Debug Hadoop Map Reduce Code

Table of Contents

1. Overview
2. Development Environment
3. Steps To Debug Code locally
4. Example
5. Build & Debug
6. Output
7. References
8. Source Code
- Was this post helpful?

1. Overview

“Hadoop is a framework which allows us to distributed processing of large data sets across clusters of computers.” As we know Hadoop job submitted to cluster for further execution to achieve our organizational goals. Sometimes we as a Big Data Developer requires to debug our logic. There are many ways to debug our logic like include job counters to track required pieces of information, Print some error messages on console or logs to check where the things go wrong.

What about if you are able to debug your Hadoop map reduce job as a normal code in your code editor. It’s easy and more productive compared to other approaches.

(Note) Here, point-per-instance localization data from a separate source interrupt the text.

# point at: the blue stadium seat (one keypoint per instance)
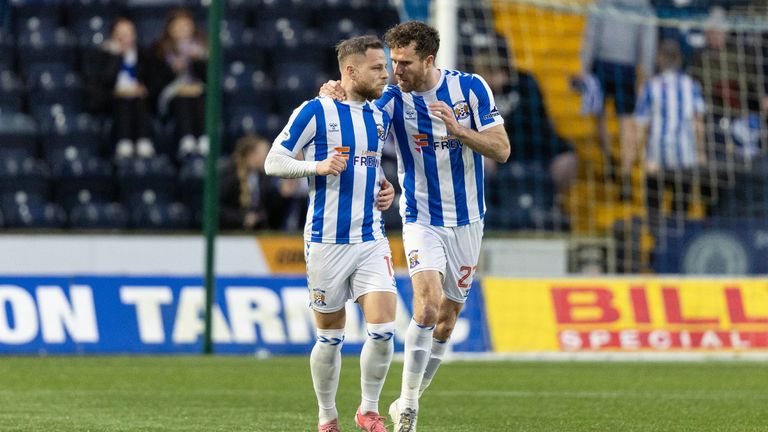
(26, 211)
(11, 93)
(191, 178)
(146, 181)
(98, 216)
(7, 43)
(23, 173)
(47, 47)
(333, 31)
(245, 86)
(31, 16)
(55, 86)
(18, 131)
(81, 178)
(159, 216)
(249, 121)
(245, 47)
(81, 131)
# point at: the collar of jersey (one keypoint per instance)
(433, 89)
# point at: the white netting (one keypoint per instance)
(647, 181)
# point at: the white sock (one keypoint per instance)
(435, 358)
(418, 344)
(325, 364)
(374, 363)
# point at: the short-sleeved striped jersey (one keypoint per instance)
(442, 180)
(341, 208)
(670, 102)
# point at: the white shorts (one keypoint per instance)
(452, 251)
(339, 272)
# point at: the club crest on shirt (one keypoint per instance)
(494, 113)
(461, 110)
(421, 141)
(413, 258)
(381, 131)
(318, 297)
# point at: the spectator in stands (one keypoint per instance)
(118, 87)
(181, 56)
(531, 135)
(612, 48)
(728, 68)
(251, 200)
(671, 108)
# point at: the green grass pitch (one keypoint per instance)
(223, 393)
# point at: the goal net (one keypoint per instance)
(636, 125)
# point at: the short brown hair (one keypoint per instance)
(357, 45)
(427, 39)
(670, 55)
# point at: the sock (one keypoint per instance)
(325, 364)
(435, 358)
(418, 343)
(374, 363)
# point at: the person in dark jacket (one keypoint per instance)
(118, 87)
(249, 199)
(180, 57)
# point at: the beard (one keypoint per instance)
(369, 92)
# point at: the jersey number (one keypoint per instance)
(390, 265)
(467, 273)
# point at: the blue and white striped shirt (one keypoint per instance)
(670, 102)
(341, 208)
(442, 180)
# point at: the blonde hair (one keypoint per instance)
(243, 148)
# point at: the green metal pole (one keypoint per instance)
(212, 125)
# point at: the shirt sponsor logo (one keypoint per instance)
(381, 132)
(413, 258)
(494, 113)
(318, 297)
(420, 140)
(461, 110)
(449, 142)
(343, 151)
(367, 159)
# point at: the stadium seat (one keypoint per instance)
(81, 131)
(11, 93)
(98, 216)
(161, 216)
(245, 47)
(245, 86)
(6, 50)
(46, 47)
(191, 178)
(18, 131)
(146, 181)
(22, 173)
(80, 178)
(35, 15)
(250, 121)
(21, 210)
(56, 85)
(333, 31)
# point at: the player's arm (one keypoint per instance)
(492, 142)
(386, 194)
(282, 160)
(282, 163)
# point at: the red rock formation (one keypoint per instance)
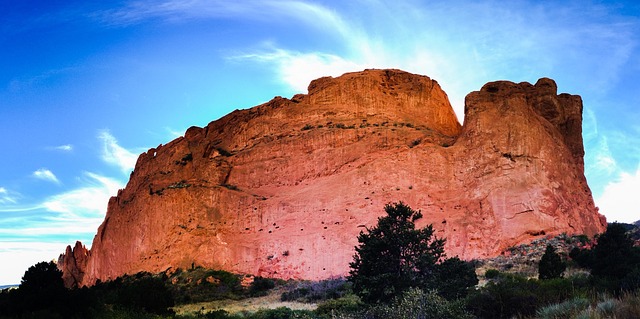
(283, 189)
(73, 264)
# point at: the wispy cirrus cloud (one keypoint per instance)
(23, 255)
(66, 148)
(91, 199)
(620, 200)
(262, 10)
(46, 175)
(6, 197)
(115, 154)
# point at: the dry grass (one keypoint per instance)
(270, 301)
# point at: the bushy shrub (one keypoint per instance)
(349, 304)
(260, 286)
(505, 298)
(491, 274)
(551, 265)
(318, 290)
(394, 256)
(567, 309)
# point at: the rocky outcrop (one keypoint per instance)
(73, 264)
(283, 189)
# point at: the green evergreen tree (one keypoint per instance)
(394, 256)
(551, 265)
(613, 255)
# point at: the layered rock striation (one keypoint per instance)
(284, 188)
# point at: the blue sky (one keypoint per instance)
(86, 86)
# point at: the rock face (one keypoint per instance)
(284, 188)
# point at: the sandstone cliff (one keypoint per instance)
(283, 189)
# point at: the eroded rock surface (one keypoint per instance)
(284, 188)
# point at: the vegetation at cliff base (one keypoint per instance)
(394, 256)
(398, 272)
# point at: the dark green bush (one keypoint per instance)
(491, 273)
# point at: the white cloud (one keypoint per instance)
(66, 148)
(115, 154)
(6, 197)
(620, 201)
(90, 199)
(46, 175)
(298, 69)
(24, 255)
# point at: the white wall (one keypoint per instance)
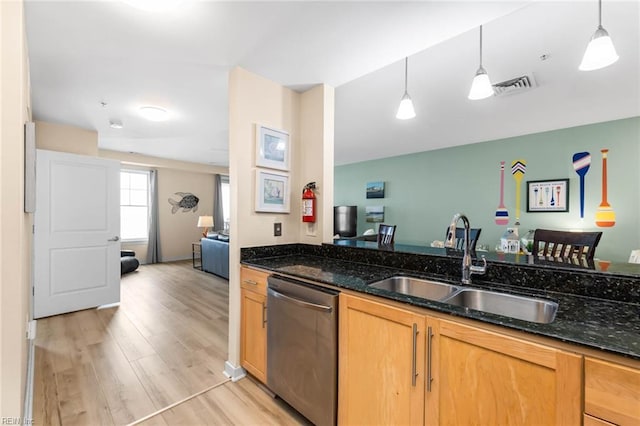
(15, 226)
(63, 138)
(308, 118)
(315, 160)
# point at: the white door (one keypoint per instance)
(76, 236)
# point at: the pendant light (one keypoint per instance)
(481, 86)
(600, 52)
(405, 110)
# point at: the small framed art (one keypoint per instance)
(272, 192)
(272, 148)
(548, 195)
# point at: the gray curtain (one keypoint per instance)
(153, 248)
(218, 217)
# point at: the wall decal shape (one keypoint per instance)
(186, 203)
(581, 163)
(605, 216)
(502, 214)
(518, 169)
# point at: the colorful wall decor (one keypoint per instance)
(502, 214)
(187, 202)
(374, 213)
(518, 169)
(375, 190)
(605, 216)
(581, 163)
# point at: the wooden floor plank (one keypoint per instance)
(82, 401)
(239, 403)
(166, 340)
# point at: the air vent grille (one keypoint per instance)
(514, 85)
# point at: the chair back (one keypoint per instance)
(474, 234)
(565, 244)
(386, 234)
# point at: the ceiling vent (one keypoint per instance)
(514, 85)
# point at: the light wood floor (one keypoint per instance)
(165, 342)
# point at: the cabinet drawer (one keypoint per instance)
(594, 421)
(253, 280)
(612, 392)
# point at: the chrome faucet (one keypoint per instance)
(468, 267)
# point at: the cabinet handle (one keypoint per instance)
(429, 347)
(414, 372)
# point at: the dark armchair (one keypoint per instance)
(128, 261)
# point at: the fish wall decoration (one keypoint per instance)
(187, 202)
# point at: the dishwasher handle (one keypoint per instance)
(301, 303)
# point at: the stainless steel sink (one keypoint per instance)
(417, 287)
(520, 307)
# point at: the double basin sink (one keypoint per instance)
(520, 307)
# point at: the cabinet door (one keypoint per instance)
(381, 364)
(612, 392)
(483, 377)
(253, 334)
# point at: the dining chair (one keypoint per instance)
(565, 244)
(386, 234)
(474, 234)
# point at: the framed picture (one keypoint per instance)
(272, 148)
(272, 192)
(548, 195)
(375, 189)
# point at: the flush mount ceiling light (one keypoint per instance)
(481, 86)
(600, 51)
(154, 5)
(405, 110)
(154, 113)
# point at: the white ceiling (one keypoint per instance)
(82, 53)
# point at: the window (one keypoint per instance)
(134, 205)
(226, 201)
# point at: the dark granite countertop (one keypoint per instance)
(609, 325)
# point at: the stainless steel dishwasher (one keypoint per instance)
(302, 347)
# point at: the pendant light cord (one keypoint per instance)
(480, 46)
(599, 13)
(406, 73)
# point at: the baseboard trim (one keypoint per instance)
(31, 355)
(233, 372)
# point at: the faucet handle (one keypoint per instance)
(476, 269)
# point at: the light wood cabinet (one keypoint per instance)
(381, 364)
(483, 377)
(611, 393)
(253, 328)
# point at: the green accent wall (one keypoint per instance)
(424, 190)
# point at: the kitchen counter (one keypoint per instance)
(609, 325)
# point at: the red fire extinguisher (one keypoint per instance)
(309, 203)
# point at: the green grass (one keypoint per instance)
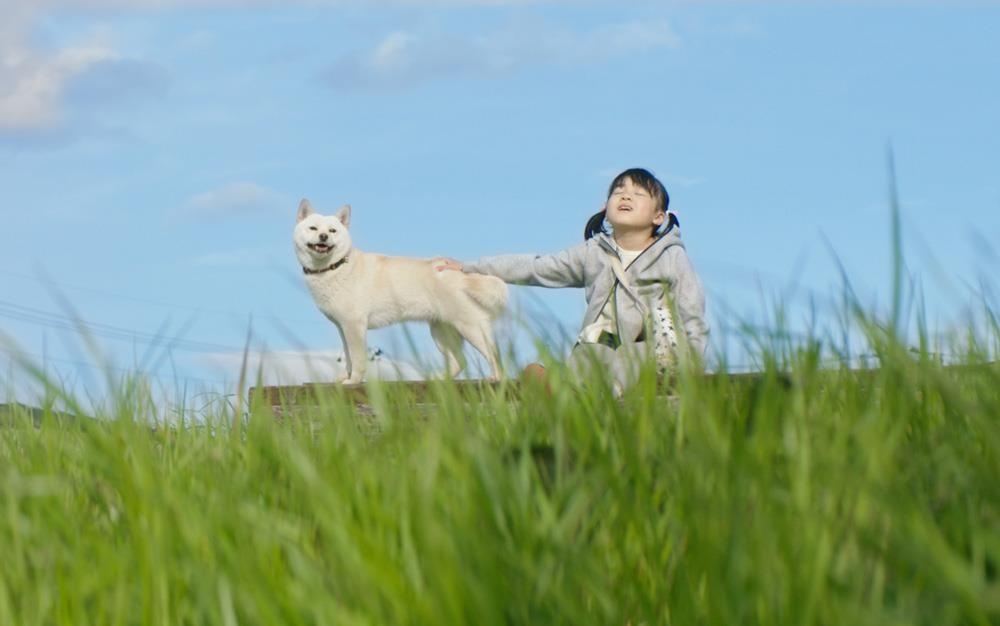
(811, 496)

In this article, we will discuss how to debug Hadoop map reduce code in a local environment and get the output in the local file itself. Here we have used IntelliJ idea to debug.

2. Development Environment

Hadoop: 3.1.1

Java: Oracle JDK 1.8

IDE: IntelliJ Idea 2018.3

3. Steps To Debug Code locally

3.1 Add hadoop-mapreduce-client-jobclient maven dependency

The very first step to debug Hadoop map reduce code locally is to add hadoop-mapreduce-client-jobclient maven dependency.

3.2 Set local file system

Set eitherlocal or file:///in fs.defaultFS job configuration parameters.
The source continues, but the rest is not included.